Real-World Insights – Pros:
- The ultimate cross-country ride. Very refined, quiet and smooth on the highway. Zero wind noise. The doors close solidly. The car has “substance” and feels quality throughout. Grant Road in Tucson is in horrible shape, but the RLX made it bearable.
- Comfort is top-notch. Ventilated seats work almost immediately – a feature that would be used frequently here in Phoenix.
- Safety and driver-assistance features are great helps, especially the adaptive cruise control and lane departure assist systems.
- Competent canyon carver. Despite its size, the RLX suspension is confidence-inspiring. P-AWS is subtle yet important for helping this big car feel nimble in tight cornering situations.
- Luxury is cutting edge. Love the little touches like power folding sideview mirrors. Jack said, “Now this is luxury” when he was playing with the rear window sunshades.
- Front-wheel-drive platform does exhibit some tire spin from hard acceleration. AWD will help this car launch with more authority.
- Dual-screen instrument panel interface is often duplicative in nature. When I changed the music volume via the steering wheel control, it showed the audio level in 3 separate places! Also, the album art is teeny and there appears to be plenty of space to make it bigger.
- For a $61k car, it should have foglights.
The Acura RLX gets more than its share of criticism. I heard, “Looks like an Impala,” a couple of times this week while showing it off. And some people will never get over the front end styling no matter how much Acura refines it. But I honestly feel like if everyone who judged this car would take a few moments in the driver’s seat before declaring it a failure, their ballots would swing completely in the other direction.
The RLX brought just a huge grin to my face as I threw it around the corners at Mount Lemmon, and it pampered me in the process. The travel experience in the RLX can be as engaging OR as effortless as the driver wishes to make it. That’s the beauty of this car. Want to rocket up the mountain and hug those curves? Great. Feeling drained after a hectic workday? I can think of no better vehicle to commute in. The RLX can play many roles, and I can say with certainty that it’s a vehicle I would be proud to own. Thanks to Acura for the loan!

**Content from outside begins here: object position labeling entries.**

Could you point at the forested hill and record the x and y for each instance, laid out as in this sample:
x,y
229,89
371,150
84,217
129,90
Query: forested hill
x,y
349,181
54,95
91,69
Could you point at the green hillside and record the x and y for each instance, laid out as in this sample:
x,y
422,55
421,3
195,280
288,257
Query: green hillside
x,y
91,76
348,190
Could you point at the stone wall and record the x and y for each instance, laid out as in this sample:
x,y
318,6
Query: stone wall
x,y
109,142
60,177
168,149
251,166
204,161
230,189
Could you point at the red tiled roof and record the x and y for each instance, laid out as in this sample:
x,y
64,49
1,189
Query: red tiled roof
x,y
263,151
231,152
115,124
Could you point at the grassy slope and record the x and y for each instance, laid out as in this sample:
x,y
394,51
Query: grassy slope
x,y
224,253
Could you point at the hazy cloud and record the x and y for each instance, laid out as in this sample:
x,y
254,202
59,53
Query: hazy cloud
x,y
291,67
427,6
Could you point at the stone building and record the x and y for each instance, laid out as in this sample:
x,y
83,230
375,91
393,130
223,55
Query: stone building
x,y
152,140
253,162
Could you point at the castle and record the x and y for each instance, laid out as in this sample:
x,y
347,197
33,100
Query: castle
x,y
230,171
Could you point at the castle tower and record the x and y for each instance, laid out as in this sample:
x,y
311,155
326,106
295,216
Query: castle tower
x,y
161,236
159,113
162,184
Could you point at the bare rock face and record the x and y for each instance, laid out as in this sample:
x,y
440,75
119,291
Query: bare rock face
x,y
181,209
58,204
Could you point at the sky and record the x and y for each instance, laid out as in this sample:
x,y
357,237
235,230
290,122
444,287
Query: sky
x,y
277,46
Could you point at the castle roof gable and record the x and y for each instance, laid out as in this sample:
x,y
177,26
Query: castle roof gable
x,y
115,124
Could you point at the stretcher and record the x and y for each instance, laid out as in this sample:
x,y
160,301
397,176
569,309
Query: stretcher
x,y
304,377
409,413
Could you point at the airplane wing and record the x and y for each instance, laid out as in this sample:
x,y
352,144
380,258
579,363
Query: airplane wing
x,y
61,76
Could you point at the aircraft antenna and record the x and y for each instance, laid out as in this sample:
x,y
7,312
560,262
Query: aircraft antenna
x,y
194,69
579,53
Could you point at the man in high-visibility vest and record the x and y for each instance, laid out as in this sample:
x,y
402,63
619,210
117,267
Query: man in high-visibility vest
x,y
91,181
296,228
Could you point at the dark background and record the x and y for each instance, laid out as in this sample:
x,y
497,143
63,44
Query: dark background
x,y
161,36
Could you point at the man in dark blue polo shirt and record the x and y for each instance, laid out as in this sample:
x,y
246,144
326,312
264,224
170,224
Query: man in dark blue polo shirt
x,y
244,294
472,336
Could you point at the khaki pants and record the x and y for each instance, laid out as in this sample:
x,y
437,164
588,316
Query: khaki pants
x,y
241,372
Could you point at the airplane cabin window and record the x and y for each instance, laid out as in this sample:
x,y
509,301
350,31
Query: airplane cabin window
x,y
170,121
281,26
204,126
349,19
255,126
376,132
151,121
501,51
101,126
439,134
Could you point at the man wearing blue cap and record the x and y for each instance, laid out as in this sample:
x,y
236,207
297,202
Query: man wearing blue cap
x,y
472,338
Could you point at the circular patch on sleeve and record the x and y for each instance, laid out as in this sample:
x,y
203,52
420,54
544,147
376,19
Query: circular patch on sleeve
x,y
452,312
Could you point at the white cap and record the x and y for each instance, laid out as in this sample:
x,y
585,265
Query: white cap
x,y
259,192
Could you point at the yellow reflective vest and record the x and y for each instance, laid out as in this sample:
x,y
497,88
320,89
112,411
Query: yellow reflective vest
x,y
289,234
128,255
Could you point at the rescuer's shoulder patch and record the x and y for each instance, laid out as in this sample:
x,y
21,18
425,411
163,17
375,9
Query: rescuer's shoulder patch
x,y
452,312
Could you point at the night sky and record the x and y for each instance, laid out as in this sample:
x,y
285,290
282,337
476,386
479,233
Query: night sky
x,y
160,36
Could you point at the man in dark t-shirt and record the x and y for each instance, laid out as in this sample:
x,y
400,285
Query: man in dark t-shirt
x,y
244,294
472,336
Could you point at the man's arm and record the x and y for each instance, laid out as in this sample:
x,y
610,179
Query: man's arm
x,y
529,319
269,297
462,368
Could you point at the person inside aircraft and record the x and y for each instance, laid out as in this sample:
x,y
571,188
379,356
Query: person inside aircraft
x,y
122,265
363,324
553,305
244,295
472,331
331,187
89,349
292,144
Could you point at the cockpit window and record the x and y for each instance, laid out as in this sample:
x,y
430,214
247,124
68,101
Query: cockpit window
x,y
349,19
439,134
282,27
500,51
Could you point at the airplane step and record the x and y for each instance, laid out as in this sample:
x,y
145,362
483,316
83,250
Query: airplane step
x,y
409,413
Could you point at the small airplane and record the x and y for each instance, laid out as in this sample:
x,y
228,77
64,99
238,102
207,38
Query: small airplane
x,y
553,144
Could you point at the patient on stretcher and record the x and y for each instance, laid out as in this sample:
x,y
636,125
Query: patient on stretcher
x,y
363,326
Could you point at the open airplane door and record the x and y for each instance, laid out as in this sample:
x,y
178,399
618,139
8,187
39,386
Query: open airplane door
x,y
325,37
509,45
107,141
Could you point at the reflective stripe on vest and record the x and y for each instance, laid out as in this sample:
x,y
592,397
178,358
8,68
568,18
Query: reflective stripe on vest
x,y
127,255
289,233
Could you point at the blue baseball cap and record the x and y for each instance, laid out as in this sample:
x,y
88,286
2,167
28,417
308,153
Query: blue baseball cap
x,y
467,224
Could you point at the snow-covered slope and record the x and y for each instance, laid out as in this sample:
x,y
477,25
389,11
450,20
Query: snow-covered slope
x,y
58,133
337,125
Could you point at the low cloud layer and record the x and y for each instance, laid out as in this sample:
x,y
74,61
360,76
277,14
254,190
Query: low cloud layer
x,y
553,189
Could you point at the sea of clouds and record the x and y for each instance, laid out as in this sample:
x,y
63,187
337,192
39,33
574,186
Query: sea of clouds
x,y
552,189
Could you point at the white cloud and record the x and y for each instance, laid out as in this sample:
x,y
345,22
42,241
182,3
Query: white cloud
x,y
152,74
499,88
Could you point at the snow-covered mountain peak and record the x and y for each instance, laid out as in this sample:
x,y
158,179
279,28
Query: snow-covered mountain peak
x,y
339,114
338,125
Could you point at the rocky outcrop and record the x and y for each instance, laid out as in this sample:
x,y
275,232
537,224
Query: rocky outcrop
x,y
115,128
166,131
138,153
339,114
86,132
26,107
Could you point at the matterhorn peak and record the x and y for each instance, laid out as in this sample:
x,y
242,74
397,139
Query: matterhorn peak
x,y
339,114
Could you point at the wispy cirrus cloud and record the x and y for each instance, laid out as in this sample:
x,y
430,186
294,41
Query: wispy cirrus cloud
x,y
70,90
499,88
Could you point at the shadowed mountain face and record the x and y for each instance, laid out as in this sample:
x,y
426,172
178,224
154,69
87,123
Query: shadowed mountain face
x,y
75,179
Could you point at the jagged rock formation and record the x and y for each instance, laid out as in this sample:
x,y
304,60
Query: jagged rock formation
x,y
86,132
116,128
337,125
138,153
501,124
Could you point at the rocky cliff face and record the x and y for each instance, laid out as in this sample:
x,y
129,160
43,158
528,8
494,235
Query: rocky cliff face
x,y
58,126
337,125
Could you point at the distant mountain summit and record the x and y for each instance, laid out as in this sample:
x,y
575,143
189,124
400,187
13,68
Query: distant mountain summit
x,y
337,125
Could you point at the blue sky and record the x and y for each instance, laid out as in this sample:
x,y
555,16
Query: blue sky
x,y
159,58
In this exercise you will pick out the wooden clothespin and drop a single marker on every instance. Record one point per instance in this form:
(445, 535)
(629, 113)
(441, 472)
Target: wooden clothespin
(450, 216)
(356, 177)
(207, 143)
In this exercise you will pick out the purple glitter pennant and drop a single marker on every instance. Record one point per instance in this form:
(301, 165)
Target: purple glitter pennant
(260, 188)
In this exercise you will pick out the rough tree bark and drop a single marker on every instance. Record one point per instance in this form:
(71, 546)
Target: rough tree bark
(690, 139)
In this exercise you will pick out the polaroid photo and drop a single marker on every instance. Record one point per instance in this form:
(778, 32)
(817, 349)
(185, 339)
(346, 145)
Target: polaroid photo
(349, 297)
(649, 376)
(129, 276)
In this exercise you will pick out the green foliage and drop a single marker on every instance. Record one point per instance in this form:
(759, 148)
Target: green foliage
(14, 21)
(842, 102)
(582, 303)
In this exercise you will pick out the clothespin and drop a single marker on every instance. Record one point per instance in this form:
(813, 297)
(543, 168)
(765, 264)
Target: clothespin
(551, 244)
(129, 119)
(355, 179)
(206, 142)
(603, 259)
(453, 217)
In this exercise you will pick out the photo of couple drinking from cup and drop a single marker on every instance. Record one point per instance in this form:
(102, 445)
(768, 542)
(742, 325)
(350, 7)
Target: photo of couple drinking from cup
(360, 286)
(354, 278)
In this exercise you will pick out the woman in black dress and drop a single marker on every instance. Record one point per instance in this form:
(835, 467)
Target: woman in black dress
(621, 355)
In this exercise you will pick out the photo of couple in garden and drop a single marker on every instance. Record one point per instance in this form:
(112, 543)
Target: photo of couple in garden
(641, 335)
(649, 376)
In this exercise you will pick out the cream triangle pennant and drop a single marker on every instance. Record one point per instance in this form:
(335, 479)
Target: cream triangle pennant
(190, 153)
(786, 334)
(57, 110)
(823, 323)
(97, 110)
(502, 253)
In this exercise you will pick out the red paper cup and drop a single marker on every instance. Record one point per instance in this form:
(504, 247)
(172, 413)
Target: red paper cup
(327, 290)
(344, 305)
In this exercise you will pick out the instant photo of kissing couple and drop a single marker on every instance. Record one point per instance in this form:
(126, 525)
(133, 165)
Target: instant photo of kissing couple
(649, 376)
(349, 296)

Here are the rest of the pictures & a video from Saturday’s adventure.
Kelvin, Jim, Brad pre-departure
Staging for the trip: NSX, 370Z, RS5, TL SH-AWD
The guys, chatting it up before leaving the Phoenix area
Kelvin checks out the interior of the RLX
I guess the Acuras didn’t get the “let’s back in” parking memo. Nick’s Aztec Red Nissan Z was by far the lowest vehicle of the bunch.
How’s that synchro-rev tranny treating you, Matt?
Taking a breather at Windy Point lookout, about halfway to the summit. Will, Matt, Alan, Paul, Kurt, Nick
What was Kurt pointing at here?
Little hike to a scenic overlook: Allen, Paul, Brad, Tyson
Soaking up the scenery: Kurt, Paul, Nick
The guys admiring some of those RLX lines
Two sport coupes with completely different missions
Lunch at Fortunato’s Italian Deli on Tanque Verde Rd in Tucson
Will gets cozy in the RLX driver seat
Kelvin takes a peek at its 3.5-liter engine
And Kurt… well, I don’t know what Kurt was doing here
A look at the RLX dual-screen interface
Rolling back home
And a sunset pic with the Acura brothers, Tyson and Paul
Thanks as always to my friends for joining for the drive, whether in person or via the blog.